HC Deb 14 December 1983 vol 50 cc991-4
17. Mr. Kirkwood

asked the Secretary of State for Trade and Industry what steps he is taking to improve Government measures to assist small businesses.

Mr. Trippier

We are committed to building on the progress aleady made, in particular by improving and simplifying existing schemes, promoting awareness and lifting burdens.

Mr. Kirkwood

Is the Minister aware that we have reached the point when there are now more than 100 Government devices and 160 assistance agencies for small firms? Is it not time that we returned to the more sensible proposals in the Bolton committee report, instead of tinkering with this morass of remedial measures?

Mr. Trippier

The hon.

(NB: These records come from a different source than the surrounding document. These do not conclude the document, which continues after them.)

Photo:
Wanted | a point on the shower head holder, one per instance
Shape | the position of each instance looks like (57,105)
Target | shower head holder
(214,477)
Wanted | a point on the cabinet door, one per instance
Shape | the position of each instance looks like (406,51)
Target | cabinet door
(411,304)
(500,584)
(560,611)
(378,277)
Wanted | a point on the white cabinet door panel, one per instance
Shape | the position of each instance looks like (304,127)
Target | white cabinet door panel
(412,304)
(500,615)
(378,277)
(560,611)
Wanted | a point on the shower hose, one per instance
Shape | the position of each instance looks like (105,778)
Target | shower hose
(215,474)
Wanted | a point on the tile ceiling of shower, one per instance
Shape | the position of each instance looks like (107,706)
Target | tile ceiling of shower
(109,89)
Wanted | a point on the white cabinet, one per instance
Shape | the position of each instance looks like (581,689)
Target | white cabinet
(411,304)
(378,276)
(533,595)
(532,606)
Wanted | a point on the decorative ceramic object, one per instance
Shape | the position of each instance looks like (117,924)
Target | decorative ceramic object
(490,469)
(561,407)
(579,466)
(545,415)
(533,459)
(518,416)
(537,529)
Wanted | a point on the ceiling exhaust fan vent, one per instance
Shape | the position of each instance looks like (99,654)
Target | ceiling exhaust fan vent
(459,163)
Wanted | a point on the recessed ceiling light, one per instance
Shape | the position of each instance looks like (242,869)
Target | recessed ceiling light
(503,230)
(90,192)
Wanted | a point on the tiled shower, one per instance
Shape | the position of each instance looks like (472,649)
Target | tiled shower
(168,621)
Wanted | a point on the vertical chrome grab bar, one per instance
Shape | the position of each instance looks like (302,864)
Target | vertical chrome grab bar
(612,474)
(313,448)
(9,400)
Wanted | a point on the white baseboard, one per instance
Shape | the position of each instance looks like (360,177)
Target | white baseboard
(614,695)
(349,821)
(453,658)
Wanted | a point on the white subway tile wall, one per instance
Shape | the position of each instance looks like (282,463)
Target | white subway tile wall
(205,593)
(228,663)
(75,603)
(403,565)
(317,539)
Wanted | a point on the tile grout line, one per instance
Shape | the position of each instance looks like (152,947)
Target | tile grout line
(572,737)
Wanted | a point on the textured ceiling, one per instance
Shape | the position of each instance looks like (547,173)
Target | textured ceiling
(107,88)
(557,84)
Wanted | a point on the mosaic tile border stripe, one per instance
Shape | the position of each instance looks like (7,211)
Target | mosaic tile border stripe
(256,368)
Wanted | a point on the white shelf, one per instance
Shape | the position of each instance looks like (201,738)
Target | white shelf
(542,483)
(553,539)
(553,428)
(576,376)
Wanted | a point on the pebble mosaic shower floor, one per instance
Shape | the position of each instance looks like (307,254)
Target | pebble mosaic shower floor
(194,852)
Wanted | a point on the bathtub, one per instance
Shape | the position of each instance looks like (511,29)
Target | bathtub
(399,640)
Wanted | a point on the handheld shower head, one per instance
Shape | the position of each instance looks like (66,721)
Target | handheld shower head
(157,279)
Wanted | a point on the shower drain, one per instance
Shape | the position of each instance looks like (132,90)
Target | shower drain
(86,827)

Gentleman should not be so scathing about Conservative achievements in the small firms sphere in the past four and a half years. We will be impressed to hear that I have taken the trouble to read the Liberal SDP manifesto published prior to the general election, and in it I found only five suggestions relating to small firms. Whereas some people greeted the various proposals in that manifesto with overwhelming and enthusiastic indifference, I thought that the five compared badly with the 108 measures, most of them tax measures, that have been introduced by the Conservatives in the past four and a half years. That is a record of which we are extremely proud.

Mr. Richard Page

Does my hon. Friend agree that it is important to find out what other countries are doing to help their small businesses? If his Department is not already doing that, will it do so and publish the results? If it is doing so, will it equally publish the results so that we may see the comparison between ourselves and other countries, particularly those in the EC?

Mr. Trippier

The conclusions made in the report to which my hon. Friend refers are nonsense. The research for the survey was conducted by the Economist Intelligence Unit, which is owned by the Economist magazine. Yet in an article in that magazine on 19 November the Economist made it clear that the data were collected by the EIU but that the conclusions were not its conclusions. It could hardly have made its views on those conclusions much clearer, as the article was headlined, "Pull the other one." I agreed with that view.

Mr. Campbell-Savours

If small firms are to be exempt from the cost per job ceilings, as recommended in the statement yesterday, how do the Government intend to differentiate between small and large firms?

Mr. Trippier

The definition is drawn from the Bolton committee's recommendations of 1971. It is a company that employs 200 people or fewer.

Mr. Tracey

I congratulate the Government on the measures that they have taken to help small businesses, measures that have greatly exceeded any of the wind from the Opposition Benches. Will my hon. Friend take early steps to brief accountants, solicitors and bank managers on how to lead small business men safely to port?

Mr. Trippier

I am grateful to my hon. Friend for bringing that matter up. As I said in the debate on small firms on Friday 4 November, there is a requirement for us to improve the quality of advice that is provided to small firms by intermediaries, particularly chartered accountants and bank managers. To facilitate what my hon. Friend is suggesting, I intend to publish a sophisticated version of the Government publication "How to make your Business Grow". It will be provided for the intermediaries. We shall make it so thick that it cannot be thrown in the waste paper basket. It should be available for small firms seeking advice. [Interruption.] I do not see why the Labour party should be laughing about what the Government have done for small firms.

Mr. Alan Williams

Is the Minister aware that some local authorities have joined many large firms in the bad practice of not making payments on time to small businesses, thus adding to their cash flow problem. Far from feeling proud of their record, are the Government aware that they are encouraging this abuse and exacerbating the harmful effects on the small business man by maintaining exorbitantly high interest rates, double the rate prevailing in West Germany, which has the same rate of inflation as ourselves?

Mr. Trippier

Clearly I do not agree with the last statement. The right hon. Gentleman is being unfair. In the debate on 4 November, already referred to, I made a special plea, directed at large companies, that they should pay the bills of small firms on time. It can make all the difference between survival and failure for those firms.

Mr. Campbell-Savours

On a point of order, Mr. Speaker. In view of the objections raised last week to long replies by Ministers and your experience in the Chamber today, do you intend to intervene to protect the interests of Back Benchers?

Mr. Speaker

I hope that the hon. Member noticed me intervening from a sedentary position.